As previously mentioned, treatment negligence in dentistry represents a low percentage of lawsuits initiated, but a larger percentage of the reasons that lawsuits are settled or lost when taken to verdict. Practitioners are well trained and generally keep current with continuing education to preserve and improve their skill sets. Negligence does occur. One of the benefits of developing a good interpersonal patient-practitioner- staff relationship is that in the vast majority of instances, this type of optimal patient relationship will preclude the filing of an orthodontic professional negligence malpractice lawsuit by the patient.

Solid risk management protocols and procedures, effective pre-treatment procedures including understanding and incorporating optimized situational patient psychology, before and during treatment, and implementing in-depth pre-acceptance interviewing techniques especially designed to learn the real reasons that treatment is desired and why now are suggested protocols to incorporate into the orthodontic practice.

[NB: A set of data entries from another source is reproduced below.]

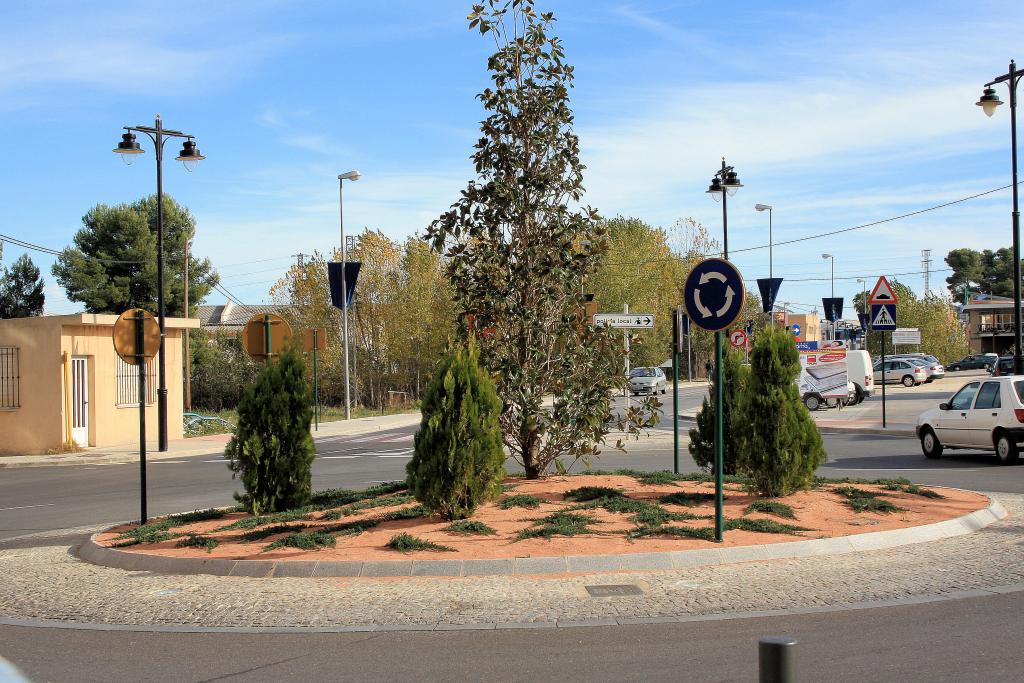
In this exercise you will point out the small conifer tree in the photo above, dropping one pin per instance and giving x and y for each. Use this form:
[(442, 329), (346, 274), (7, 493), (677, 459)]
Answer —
[(701, 445), (458, 459), (784, 445), (271, 450)]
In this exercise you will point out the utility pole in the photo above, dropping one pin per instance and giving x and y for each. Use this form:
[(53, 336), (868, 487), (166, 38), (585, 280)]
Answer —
[(926, 265)]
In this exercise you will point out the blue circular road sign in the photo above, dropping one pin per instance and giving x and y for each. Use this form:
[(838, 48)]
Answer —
[(714, 294)]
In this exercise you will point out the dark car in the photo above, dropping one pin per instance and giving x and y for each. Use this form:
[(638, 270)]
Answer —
[(984, 361), (1005, 367)]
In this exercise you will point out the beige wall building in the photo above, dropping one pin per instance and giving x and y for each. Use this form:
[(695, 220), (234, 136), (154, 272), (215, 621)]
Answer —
[(98, 403)]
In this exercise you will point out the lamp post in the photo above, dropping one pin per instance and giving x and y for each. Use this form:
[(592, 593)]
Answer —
[(832, 324), (189, 157), (350, 175), (988, 101), (723, 185)]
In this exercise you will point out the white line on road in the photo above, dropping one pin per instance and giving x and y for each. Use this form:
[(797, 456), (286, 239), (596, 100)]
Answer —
[(23, 507)]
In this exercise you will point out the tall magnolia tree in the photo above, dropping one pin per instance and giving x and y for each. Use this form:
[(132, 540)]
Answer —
[(113, 265), (518, 249), (22, 290)]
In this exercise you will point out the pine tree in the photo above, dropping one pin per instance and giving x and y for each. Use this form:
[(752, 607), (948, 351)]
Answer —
[(784, 445), (458, 459), (271, 450), (701, 446), (22, 290)]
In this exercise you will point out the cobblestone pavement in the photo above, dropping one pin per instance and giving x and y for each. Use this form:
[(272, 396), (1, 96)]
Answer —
[(42, 581)]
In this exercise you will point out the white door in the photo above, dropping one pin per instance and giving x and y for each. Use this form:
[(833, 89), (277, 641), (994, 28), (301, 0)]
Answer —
[(80, 400)]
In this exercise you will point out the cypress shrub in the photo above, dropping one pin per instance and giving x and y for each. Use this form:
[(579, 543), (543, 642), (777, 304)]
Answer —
[(784, 445), (272, 451), (702, 436), (458, 459)]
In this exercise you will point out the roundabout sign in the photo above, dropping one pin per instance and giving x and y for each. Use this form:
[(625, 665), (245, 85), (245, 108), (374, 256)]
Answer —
[(714, 294)]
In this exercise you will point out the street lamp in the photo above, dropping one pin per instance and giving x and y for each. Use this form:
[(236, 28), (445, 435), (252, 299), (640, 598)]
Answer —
[(832, 326), (988, 101), (189, 156), (352, 176), (725, 183)]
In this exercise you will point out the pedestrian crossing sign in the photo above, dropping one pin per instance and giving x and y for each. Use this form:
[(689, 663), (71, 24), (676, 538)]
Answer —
[(883, 316)]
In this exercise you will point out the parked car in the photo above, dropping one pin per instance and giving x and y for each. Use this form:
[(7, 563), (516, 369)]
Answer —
[(647, 380), (858, 365), (935, 371), (983, 415), (1005, 366), (904, 372), (980, 361)]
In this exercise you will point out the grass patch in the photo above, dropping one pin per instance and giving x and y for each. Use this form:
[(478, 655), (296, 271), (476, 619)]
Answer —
[(406, 543), (558, 523), (704, 534), (865, 501), (584, 494), (260, 534), (303, 541), (771, 508), (196, 541), (688, 500), (520, 501), (469, 527), (762, 526)]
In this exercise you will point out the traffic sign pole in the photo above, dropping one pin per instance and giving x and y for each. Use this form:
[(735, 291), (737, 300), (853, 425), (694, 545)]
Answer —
[(140, 360)]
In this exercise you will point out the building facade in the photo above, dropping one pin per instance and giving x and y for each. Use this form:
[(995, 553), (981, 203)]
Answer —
[(61, 382)]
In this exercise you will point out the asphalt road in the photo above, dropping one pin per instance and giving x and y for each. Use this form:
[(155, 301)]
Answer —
[(961, 640)]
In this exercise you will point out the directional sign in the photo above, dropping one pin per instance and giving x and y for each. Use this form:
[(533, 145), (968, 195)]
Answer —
[(883, 316), (714, 294), (882, 293), (634, 321)]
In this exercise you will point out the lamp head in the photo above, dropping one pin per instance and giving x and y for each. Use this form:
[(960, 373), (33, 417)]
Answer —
[(731, 182), (189, 156), (988, 100), (128, 147), (715, 189)]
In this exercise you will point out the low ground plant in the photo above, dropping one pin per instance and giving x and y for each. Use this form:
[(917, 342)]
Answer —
[(406, 543)]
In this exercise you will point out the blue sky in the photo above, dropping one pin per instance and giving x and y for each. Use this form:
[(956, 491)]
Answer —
[(836, 113)]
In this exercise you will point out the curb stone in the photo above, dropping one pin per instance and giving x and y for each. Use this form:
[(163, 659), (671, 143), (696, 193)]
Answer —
[(91, 551)]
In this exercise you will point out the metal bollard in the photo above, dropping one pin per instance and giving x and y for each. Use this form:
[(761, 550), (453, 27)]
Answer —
[(777, 659)]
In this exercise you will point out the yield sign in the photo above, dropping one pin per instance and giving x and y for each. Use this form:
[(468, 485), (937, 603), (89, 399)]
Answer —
[(882, 293)]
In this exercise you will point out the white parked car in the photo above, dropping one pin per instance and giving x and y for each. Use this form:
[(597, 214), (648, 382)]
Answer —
[(647, 380), (984, 415)]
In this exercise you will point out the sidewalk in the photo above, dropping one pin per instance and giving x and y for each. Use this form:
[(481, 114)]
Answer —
[(199, 445)]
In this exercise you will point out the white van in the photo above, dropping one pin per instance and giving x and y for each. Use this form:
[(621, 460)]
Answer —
[(861, 373)]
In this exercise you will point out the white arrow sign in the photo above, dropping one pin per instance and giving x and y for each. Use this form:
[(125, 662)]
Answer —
[(634, 321)]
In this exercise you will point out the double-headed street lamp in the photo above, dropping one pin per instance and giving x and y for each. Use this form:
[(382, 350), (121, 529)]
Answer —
[(724, 184), (189, 157), (988, 101), (832, 326), (352, 176)]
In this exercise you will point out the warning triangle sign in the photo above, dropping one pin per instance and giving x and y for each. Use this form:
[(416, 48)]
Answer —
[(882, 293), (883, 318)]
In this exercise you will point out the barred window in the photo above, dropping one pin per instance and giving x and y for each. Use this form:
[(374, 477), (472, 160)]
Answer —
[(10, 396), (127, 393)]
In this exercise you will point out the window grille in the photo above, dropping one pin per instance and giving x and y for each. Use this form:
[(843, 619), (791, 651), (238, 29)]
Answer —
[(10, 396), (127, 393)]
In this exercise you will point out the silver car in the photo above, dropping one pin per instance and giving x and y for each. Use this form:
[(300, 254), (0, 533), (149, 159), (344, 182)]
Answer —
[(648, 380), (902, 371)]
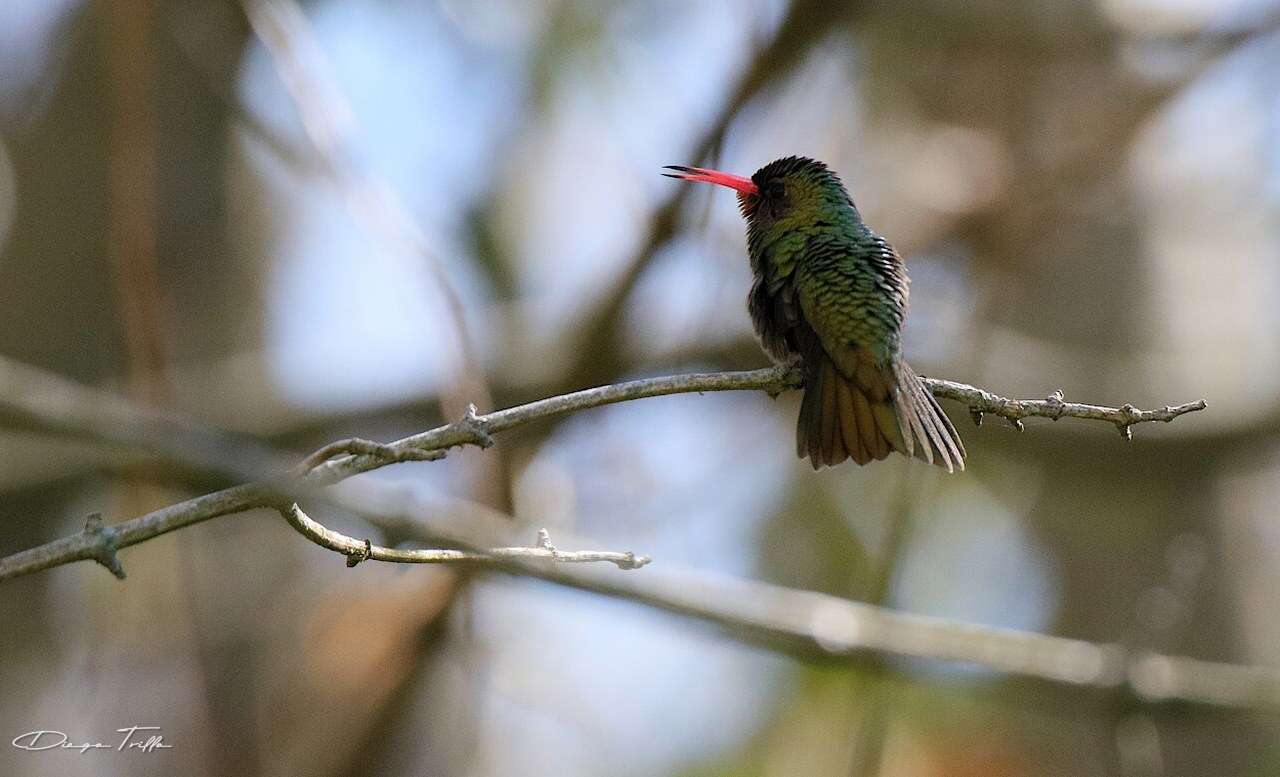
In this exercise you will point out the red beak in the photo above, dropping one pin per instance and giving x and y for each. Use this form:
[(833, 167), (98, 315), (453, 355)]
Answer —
[(743, 186)]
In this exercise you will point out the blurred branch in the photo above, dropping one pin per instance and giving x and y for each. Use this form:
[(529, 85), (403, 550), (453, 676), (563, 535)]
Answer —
[(599, 353), (800, 622), (357, 551), (35, 397), (329, 124)]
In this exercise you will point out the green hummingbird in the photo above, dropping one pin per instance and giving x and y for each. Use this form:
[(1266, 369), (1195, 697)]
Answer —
[(832, 293)]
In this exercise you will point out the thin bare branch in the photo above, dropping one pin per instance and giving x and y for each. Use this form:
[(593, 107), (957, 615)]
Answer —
[(48, 401), (357, 551)]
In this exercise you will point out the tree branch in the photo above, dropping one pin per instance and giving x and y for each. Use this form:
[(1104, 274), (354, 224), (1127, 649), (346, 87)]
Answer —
[(357, 551), (48, 401), (800, 622)]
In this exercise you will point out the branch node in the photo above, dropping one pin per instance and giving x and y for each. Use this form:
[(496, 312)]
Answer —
[(105, 542), (1056, 403), (631, 561), (544, 542), (361, 554)]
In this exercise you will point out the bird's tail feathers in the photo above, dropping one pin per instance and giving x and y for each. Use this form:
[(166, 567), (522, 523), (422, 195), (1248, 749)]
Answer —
[(871, 415)]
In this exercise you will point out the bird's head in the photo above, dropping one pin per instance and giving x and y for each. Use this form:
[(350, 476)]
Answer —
[(787, 193)]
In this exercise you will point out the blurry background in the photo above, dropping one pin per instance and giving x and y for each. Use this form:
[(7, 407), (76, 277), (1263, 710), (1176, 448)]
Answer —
[(269, 216)]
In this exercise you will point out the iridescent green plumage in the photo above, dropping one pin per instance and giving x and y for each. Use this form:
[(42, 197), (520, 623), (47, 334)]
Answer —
[(833, 293)]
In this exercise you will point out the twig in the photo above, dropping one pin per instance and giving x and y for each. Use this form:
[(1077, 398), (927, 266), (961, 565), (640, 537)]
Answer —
[(53, 402), (357, 551), (800, 622), (1054, 407)]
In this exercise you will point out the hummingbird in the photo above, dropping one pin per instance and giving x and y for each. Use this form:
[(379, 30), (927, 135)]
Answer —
[(830, 292)]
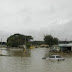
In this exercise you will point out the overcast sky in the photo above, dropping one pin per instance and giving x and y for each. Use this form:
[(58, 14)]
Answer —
[(18, 16)]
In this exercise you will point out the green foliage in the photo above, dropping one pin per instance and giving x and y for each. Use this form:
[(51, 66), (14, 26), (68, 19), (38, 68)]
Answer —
[(18, 39), (49, 40)]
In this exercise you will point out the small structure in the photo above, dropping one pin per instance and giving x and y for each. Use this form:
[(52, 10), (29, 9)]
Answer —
[(65, 47)]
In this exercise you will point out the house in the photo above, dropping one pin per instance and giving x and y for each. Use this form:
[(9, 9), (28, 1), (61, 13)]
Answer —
[(65, 47)]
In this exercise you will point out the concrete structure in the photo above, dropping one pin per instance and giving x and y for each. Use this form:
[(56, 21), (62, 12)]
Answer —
[(65, 47)]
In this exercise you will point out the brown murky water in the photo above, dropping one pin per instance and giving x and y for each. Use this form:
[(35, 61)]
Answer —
[(18, 61)]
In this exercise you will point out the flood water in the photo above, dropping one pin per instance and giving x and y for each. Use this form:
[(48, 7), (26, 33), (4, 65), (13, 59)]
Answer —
[(18, 61)]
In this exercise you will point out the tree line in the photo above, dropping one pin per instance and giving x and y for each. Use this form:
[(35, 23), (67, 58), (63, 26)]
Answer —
[(18, 39)]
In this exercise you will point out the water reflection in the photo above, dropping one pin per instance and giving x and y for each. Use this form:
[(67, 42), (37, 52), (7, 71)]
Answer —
[(33, 62)]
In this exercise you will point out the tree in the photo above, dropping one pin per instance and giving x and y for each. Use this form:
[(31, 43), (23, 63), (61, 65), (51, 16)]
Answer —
[(49, 40), (18, 39), (55, 40)]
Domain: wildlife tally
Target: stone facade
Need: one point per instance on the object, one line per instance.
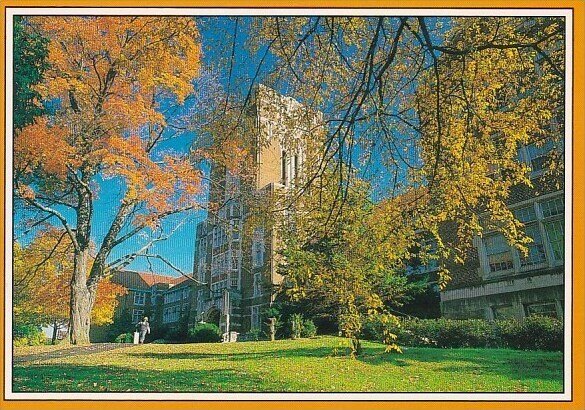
(235, 258)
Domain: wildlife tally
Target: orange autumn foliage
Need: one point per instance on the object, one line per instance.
(42, 278)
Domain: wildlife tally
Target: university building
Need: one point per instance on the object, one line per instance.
(497, 281)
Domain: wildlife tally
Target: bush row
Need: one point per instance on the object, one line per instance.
(532, 333)
(28, 335)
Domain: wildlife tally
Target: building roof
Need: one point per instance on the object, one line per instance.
(143, 280)
(151, 278)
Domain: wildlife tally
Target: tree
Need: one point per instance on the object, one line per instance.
(111, 79)
(30, 55)
(42, 280)
(430, 111)
(417, 102)
(350, 267)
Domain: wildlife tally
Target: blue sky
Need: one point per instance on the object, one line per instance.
(179, 249)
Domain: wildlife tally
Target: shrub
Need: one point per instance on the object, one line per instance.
(296, 325)
(309, 329)
(28, 335)
(533, 333)
(204, 333)
(125, 338)
(253, 335)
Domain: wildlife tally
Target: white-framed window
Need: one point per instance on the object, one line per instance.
(536, 253)
(541, 309)
(544, 223)
(555, 232)
(504, 312)
(553, 207)
(139, 298)
(137, 315)
(255, 317)
(201, 269)
(220, 263)
(200, 301)
(235, 229)
(257, 285)
(535, 155)
(258, 248)
(499, 253)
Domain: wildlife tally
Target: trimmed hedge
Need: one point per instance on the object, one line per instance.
(125, 338)
(28, 335)
(533, 333)
(204, 333)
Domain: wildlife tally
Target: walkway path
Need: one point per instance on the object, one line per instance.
(68, 352)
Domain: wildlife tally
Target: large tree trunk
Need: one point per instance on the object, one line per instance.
(82, 299)
(55, 327)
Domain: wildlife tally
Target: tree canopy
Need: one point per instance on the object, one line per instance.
(110, 81)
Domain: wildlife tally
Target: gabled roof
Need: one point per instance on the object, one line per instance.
(142, 280)
(151, 278)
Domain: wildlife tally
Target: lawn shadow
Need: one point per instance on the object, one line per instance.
(512, 364)
(51, 377)
(267, 354)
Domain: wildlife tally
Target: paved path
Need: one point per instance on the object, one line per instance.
(68, 352)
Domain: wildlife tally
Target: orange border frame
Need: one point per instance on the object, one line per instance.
(578, 358)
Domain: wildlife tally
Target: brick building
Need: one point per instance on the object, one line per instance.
(235, 257)
(164, 299)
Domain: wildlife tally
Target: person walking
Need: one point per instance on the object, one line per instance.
(143, 328)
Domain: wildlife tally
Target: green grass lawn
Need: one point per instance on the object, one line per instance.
(309, 365)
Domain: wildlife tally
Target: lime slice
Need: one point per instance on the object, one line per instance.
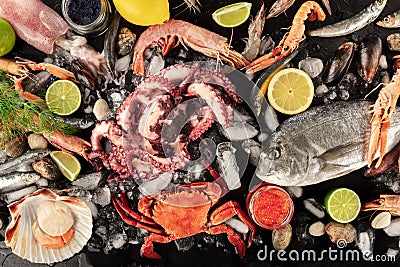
(232, 15)
(63, 97)
(342, 204)
(143, 13)
(7, 37)
(290, 91)
(68, 164)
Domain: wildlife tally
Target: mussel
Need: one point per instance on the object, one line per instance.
(368, 54)
(338, 64)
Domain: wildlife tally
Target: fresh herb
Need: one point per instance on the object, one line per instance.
(18, 116)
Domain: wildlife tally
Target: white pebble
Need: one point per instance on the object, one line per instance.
(37, 141)
(101, 109)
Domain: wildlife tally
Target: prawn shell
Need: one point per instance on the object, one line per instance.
(19, 234)
(339, 64)
(368, 55)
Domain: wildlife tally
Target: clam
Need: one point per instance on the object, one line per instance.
(48, 228)
(341, 232)
(281, 237)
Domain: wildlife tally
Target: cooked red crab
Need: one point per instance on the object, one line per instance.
(188, 210)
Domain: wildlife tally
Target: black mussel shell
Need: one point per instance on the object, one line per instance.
(338, 64)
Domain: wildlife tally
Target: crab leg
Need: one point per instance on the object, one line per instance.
(233, 237)
(135, 221)
(227, 211)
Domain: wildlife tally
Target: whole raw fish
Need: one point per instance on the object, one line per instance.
(34, 22)
(320, 144)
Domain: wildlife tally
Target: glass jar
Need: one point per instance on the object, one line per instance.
(270, 206)
(95, 27)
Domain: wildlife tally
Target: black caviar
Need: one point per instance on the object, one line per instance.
(83, 12)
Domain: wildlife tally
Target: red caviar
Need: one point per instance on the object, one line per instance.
(270, 206)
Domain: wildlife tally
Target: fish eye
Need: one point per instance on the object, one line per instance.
(274, 153)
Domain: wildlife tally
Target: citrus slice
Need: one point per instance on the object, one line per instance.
(143, 13)
(67, 163)
(7, 37)
(342, 204)
(232, 15)
(63, 97)
(290, 91)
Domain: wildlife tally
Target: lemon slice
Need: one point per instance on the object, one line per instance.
(7, 37)
(290, 91)
(232, 15)
(342, 204)
(68, 164)
(63, 97)
(142, 12)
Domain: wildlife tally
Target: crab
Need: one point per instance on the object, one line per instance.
(187, 210)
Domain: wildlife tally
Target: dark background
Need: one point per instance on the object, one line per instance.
(315, 47)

The occurrence of complications, that in many instances have a known occurrence frequency, is not negligence, providing effective informed consent has been used. It is not possible to completely eliminate complications. If informed consent is defective in one or more ways, negligence with regard to informed consent will be a basis alleged in the orthodontic professional negligence lawsuit. The EBRM System assists the orthodontist in incorporating optimal patient treatment including effective informed consent and thereby avoiding these lawsuits. Effective risk management and communication practices, protocols and procedures assist with the earliest possible detection of and attention to any complication and as a result can reduce and/or mitigate the damage that could occur if the condition is left undetected. The timely recognition of deviations from the expected treatment plan or any complications that may occur, will eliminate the allegations of failure to diagnose and/or failure to treat or refer for treatment, that as discussed, serve as major reasons for loss of orthodontic professional negligence lawsuits. Implementing these protocols rightfully deserves our attention and by their use the orthodontist will be practicing at or above the standard of care by any definition.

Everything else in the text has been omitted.